You can be an astronaut.
That’s the message that William Pomerantz brought to the College of Business Administration last week, when he spoke to a packed room of Executive MBA students about his work at Virgin Galactic and the company’s plans to take paying customers into space.
Pomerantz, the company’s vice president of special projects, discussed the history of how space travel went from the province of government to private enterprise. He pointed to SpaceShipOne, the first privately funded vehicle to fly into space and back, which happened in 2004.

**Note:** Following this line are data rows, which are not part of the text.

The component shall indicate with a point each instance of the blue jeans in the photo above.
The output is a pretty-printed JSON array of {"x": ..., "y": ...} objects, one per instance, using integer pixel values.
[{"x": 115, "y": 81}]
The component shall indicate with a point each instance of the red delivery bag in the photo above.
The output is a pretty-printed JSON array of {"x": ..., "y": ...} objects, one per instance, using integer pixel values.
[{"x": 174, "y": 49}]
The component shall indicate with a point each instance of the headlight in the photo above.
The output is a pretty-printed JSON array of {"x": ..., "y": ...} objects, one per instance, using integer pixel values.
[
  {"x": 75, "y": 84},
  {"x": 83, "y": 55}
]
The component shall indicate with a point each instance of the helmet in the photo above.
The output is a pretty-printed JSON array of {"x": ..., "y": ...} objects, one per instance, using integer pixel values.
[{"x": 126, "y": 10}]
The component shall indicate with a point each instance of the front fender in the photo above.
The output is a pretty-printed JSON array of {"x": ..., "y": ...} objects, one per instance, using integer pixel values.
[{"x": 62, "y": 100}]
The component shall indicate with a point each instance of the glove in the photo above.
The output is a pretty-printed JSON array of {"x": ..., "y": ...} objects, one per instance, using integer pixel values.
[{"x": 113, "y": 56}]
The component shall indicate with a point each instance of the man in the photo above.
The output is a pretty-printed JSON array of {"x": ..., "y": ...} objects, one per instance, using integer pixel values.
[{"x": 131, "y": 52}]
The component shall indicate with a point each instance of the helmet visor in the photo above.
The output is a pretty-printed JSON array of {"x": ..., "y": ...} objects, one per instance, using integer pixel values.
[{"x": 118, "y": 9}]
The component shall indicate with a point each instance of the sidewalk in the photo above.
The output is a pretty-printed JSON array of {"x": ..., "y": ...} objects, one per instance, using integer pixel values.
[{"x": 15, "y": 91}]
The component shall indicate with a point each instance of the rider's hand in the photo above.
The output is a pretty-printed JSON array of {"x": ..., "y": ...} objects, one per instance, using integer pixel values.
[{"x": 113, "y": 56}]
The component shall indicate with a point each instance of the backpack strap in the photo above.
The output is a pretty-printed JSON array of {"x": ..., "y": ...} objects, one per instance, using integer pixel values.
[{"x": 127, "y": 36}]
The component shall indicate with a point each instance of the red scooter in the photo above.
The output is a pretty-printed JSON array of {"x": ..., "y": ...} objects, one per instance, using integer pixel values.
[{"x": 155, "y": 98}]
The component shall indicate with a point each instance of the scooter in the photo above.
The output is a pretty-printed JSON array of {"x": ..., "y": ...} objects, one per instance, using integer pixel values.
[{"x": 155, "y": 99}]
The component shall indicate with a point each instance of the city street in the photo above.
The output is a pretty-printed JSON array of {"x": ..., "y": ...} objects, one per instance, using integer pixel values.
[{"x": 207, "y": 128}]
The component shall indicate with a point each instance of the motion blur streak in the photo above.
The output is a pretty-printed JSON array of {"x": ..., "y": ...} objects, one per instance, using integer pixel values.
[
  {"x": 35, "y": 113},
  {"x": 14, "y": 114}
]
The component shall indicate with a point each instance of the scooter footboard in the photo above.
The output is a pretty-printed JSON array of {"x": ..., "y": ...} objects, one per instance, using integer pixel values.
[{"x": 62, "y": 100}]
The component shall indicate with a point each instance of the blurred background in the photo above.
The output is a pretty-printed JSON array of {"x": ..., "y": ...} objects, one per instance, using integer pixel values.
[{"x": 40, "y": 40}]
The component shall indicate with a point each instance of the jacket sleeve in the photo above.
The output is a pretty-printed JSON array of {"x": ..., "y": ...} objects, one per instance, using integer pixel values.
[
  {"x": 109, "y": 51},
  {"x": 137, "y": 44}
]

While a typical flight on NASA’s space shuttle cost over $1 billion, SpaceShipOne was built and flown for roughly $25 million, he said. “Government is very good at being a pioneer in new fields of science, but it’s not good at bringing down prices.”
But if private enterprise built a successful spaceship ten years ago, how come Virgin Galactic still isn’t flying customers into space? Pomerantz offered an answer appropriate for a business school: market data.
It turns out that potential customers are looking for a few key features in their space flights—like the ability to float weightless in space, or have a beautiful view of planet Earth—that weren’t available in the cramped, windowless SpaceShipOne. But in addition to building a better space craft, Pomerantz said Virgin Galactic’s investor Richard Branson is more interested in building a sustainable business.
“We want to build a company that’s going to change the course of human history,” he said. And while Virgin’s waiting list is 700 people long and growing, “nobody really knows how deep and robust this market is.”
Pomerantz began his talk with a pre-emptive defense of spending on space-related research, touching on the possibility of environmental collapse on Earth, the potential riches from mining asteroids or other planets, and the social value of innovations that have come out of space in years past.
The strongest example he offered was storms like Hurricane Katrina or Superstorm Sandy, which would have caused even more destruction and deaths if there had been no satellite weather systems floating in Earth’s orbit to give us advance warning of the storms’ strength and paths. But even this example falls short when describing the potential of space, he said.
“The universe is the most infinite thing that our minds can conceive of. If you could sum up (space research) in an elevator speech, that’d be terrible,” Pomerantz said. “This is the future of our species that we’re talking about.”